This project has received funding via the EUI ESR call 2026, dedicated to Early Stage Researchers, with the contribution of the EUI Widening Europe Programme. The EUI Widening Europe Programme initiative, backed by contributions from the European Union and EUI Contracting States, is designed to strengthen internationalisation, competitiveness, and quality in research in Widening countries, and thus foster a more cohesive European Higher Education and Research area.
The last two decades has seen a rapid increase in scholarly works on decentring Western sexualities and thematising sexuality in Eastern, East-Central, and South-Eastern Europe. Recent publications have grappled with the intersections of sexuality and gender, race/ethnicity, class in the region. Still, these works often highlight the differences of European regions, strengthening the ‘exceptionalism’ narrative around Eastern and South-Eastern Europe.
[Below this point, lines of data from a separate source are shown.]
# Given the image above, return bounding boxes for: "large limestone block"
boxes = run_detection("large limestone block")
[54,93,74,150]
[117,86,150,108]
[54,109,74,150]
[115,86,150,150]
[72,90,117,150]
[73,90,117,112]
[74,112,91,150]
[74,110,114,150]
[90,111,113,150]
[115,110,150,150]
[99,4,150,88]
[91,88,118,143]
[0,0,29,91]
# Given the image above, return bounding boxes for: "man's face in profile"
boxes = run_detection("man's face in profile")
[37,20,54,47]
Scholars have importantly emphasised the specificities of socialist and post-socialist contexts with those of Western Europe, yet SASME project proposes a space to consider these histories in conversation with one another.
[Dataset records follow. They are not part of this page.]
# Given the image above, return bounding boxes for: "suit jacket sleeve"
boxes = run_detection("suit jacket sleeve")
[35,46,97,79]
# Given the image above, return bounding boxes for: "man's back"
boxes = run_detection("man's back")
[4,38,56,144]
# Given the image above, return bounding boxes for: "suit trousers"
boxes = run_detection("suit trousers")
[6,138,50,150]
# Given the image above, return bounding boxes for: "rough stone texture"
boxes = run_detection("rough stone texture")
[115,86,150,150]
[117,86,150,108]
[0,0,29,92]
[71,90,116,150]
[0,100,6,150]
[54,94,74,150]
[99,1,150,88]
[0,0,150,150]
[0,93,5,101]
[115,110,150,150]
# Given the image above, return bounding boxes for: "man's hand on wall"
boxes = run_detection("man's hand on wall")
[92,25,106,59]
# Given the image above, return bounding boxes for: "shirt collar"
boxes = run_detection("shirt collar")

Second, histories of sexuality have tended to emphasise a clear dichotomy between ‘bottom up’ and ‘top down’ perspectives, creating a binary between ‘the state’ and ‘citizens’ often presented as a binary between ‘the state’ and its antagonists, those engaged in activism or contending the ‘lived experience’. This has produced narratives of expertise and policy ‘from above’ and others addressing the resistance and intimacies ‘from below’. Our project challenges this dichotomy by looking at how sexual politics have been formed both through statutory and non-statutory intervention. By challenging these prevailing approaches, SASME aims to explore the ways that sexuality was not peripheral but constitutive to European state-building, shaping how states imagined citizenship, morality and belonging. By bringing together research on multiple European countries, including Greece, Hungary, and the United Kingdom, we foreground how sexual politics, whether through reproductive policies, public health and education, feminist activism or AIDS campaigns, emerged through interactions between citizens, experts and state institutions
The project therefore seeks to answer the following research questions:
- How we can integrate the history of sexuality, sexual politics and sexual governance in late twentieth-century Europe into a coherent, transnational analytical framework?
- How did histories of intimacy, reproduction, and moral regulation shape Europe’s broader transformation from authoritarianism and state socialism to democracy and neoliberal governance?